Título: Os acordos nas investigações de cartéis
Autor: Gaban, Eduardo Molan
Fonte: Valor Econômico, 16/07/2007, Legislação & Tributos, p. E2

Com a publicação da Lei nº 11.482, em 31 de maio de 2007, passou a ser permitida a celebração de termos de compromisso de cessação de prática (TCCs) em investigações por prática de cartéis. Em outras palavras, torna-se legalmente prevista a possibilidade de acordo para suspender o andamento de processos administrativos no âmbito do Sistema Brasileiro de Defesa da Concorrência (SBDC), a fim de que os agentes econômicos investigados possam se livrar de uma eventual condenação em troca de um compromisso de cessação de atitudes tidas como suspeitas e incursas nas hipóteses legais de incidência pertinentes à colusão em todas as suas modalidades. Para ser aplicável, o dispositivo ainda depende de regulamentação.
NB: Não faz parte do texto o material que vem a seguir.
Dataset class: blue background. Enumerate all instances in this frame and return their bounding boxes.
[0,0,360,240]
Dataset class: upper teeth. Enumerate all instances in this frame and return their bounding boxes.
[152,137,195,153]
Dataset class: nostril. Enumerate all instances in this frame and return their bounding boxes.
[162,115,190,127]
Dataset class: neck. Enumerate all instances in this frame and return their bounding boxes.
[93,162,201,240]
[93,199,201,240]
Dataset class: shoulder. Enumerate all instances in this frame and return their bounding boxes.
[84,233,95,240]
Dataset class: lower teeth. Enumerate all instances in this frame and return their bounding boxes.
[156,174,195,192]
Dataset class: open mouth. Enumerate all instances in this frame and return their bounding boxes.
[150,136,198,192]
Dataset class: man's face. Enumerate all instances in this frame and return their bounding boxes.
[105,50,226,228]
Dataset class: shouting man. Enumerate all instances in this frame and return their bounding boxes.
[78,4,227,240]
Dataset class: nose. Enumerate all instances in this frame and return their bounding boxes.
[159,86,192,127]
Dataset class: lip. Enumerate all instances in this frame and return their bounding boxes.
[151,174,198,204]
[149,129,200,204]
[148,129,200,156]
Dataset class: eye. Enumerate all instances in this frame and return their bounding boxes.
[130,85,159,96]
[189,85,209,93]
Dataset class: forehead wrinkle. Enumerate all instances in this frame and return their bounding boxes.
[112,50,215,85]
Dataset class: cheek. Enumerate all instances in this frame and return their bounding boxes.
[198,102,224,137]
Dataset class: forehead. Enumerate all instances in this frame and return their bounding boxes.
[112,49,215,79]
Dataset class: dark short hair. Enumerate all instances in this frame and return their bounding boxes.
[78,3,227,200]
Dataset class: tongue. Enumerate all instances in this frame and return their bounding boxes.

Publicada em 1994, a Lei nº 8.884 inicialmente previa esta possibilidade de solução alternativa à condenação para todas as formas de investigações de infrações contra a ordem econômica, incluindo-se a prática de cartéis. A título de exemplo, em 1995 foi celebrado um dos primeiros acordos para suspender uma investigação no setor de processamento de suco de laranja concentrado congelado, cujo processo foi definitivamente arquivado em 1999.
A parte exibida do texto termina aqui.